The primary jurisdiction doctrine allows courts to stay proceedings or to dismiss a complaint without prejudice pending the resolution of an issue within the special competence of an administrative agency. A court's invocation of the doctrine does not indicate that it lacks jurisdiction. Reiter v. Cooper, 507 U.S. 258, 268-69 (1993). Rather, the doctrine is a "prudential" one, under which a court determines that an otherwise cognizable claim implicates technical and policy questions that should be addressed in the first instance by the agency with regulatory authority over the relevant industry rather than by the judicial branch....

Primary jurisdiction applies in a limited set of circumstances. *** [T]he doctrine is not designed to "secure expert advice" from agencies "every time a court is presented with an issue conceivably within the agency's ambit." *** Instead, it is to be used only if a claim "requires resolution of an issue of first impression, or of a particularly complicated issue that Congress has committed to a regulatory agency," *** and if "'protection of the integrity of a regulatory scheme dictates preliminary resort to the agency which administers the scheme,'" ***. [Footnote 8: As such, the doctrine is distinct from administrative exhaustion, which prevents a federal court from exercising jurisdiction over a claim until all required administrative remedies have been pursued....]

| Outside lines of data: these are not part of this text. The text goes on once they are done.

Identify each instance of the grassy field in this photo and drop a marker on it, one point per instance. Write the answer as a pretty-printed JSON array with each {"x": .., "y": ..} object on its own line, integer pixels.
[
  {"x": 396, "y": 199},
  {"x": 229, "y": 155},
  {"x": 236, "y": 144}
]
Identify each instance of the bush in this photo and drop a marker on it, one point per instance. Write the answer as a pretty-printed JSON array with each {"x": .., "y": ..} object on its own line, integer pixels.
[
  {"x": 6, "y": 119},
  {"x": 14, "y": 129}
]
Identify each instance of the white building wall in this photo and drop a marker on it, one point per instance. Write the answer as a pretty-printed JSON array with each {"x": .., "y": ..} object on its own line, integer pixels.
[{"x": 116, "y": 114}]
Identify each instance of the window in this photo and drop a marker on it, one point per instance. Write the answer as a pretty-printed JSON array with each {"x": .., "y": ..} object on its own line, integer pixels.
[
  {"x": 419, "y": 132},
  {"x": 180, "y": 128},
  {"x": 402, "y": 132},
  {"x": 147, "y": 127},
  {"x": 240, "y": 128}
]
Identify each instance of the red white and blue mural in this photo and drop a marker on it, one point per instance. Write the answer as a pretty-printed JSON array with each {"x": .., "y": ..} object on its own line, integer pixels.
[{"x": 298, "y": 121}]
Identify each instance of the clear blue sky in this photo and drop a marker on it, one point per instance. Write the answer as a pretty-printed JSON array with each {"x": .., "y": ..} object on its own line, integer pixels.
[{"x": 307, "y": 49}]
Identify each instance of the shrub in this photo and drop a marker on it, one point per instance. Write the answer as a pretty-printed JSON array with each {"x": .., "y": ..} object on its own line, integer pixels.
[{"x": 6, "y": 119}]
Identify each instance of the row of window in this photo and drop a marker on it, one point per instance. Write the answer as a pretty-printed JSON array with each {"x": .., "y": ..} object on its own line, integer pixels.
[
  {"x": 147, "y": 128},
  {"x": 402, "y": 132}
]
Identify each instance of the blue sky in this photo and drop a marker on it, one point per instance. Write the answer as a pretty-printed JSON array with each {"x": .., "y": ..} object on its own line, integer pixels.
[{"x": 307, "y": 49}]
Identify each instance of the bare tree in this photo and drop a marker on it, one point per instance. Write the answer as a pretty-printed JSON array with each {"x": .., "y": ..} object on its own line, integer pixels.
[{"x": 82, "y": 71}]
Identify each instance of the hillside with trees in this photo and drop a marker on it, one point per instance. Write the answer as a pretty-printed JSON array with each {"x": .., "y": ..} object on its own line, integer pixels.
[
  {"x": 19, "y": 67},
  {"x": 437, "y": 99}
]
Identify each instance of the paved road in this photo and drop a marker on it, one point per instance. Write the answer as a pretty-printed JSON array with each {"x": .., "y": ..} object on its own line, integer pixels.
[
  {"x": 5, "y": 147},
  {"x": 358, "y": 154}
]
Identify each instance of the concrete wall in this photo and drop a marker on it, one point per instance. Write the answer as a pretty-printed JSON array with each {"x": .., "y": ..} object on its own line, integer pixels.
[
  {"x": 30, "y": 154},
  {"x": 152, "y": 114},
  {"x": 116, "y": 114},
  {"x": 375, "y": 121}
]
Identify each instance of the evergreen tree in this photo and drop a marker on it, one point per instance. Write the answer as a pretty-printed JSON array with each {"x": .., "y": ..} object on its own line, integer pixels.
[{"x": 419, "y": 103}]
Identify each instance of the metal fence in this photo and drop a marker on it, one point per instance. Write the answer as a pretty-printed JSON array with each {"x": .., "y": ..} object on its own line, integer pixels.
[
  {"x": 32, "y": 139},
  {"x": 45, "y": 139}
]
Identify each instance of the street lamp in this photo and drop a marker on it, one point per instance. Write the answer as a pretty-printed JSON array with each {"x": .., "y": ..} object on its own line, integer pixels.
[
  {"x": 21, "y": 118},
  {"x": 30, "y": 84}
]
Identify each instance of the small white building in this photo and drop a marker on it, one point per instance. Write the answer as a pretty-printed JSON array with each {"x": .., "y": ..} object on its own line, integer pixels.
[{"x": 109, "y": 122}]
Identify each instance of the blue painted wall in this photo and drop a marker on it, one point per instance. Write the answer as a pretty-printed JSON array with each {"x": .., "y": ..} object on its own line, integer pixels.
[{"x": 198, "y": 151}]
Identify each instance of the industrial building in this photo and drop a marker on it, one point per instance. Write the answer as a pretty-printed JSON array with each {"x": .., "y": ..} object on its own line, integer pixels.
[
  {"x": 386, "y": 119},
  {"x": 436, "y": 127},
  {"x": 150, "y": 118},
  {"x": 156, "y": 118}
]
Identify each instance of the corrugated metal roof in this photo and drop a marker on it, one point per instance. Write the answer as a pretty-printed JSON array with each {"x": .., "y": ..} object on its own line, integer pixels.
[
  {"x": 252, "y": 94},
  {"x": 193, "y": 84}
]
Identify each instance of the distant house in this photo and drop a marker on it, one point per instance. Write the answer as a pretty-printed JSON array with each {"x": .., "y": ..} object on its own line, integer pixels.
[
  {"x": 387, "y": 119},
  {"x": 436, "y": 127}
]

When a district court determines that primary jurisdiction applies, it enables a "referral" of the issue to the relevant agency.... In practice, this means that the court either stays proceedings or dismisses the case without prejudice, so that the parties may seek an administrative ruling.... "[T]here is no formal transfer mechanism between the courts and the agency"; rather, the parties are responsible for initiating administrative proceedings themselves....

Although "[n]o fixed formula exists for applying the doctrine of primary jurisdiction," *** we have traditionally examined the factors set forth in General Dynamics, and held that the doctrine applies in cases where there is: "(1) [a] need to resolve an issue that (2) has been placed by Congress within the jurisdiction of an administrative body having regulatory authority (3) pursuant to a statute that subjects an industry or activity to a comprehensive regulatory authority that (4) requires expertise or uniformity in administration" ***. In considering these factors, we have previously explained that the primary jurisdiction doctrine is designed to protect agencies possessing "quasi-legislative powers" and that are "actively involved in the administration of regulatory statutes."

Held, the FCC is such an agency with respect to the administration of the Telecommunications and Federal Communications Acts, 47 U.S.C. §§ 151, 154. Primary jurisdiction properly applied by District Court; dismissal of case affirmed.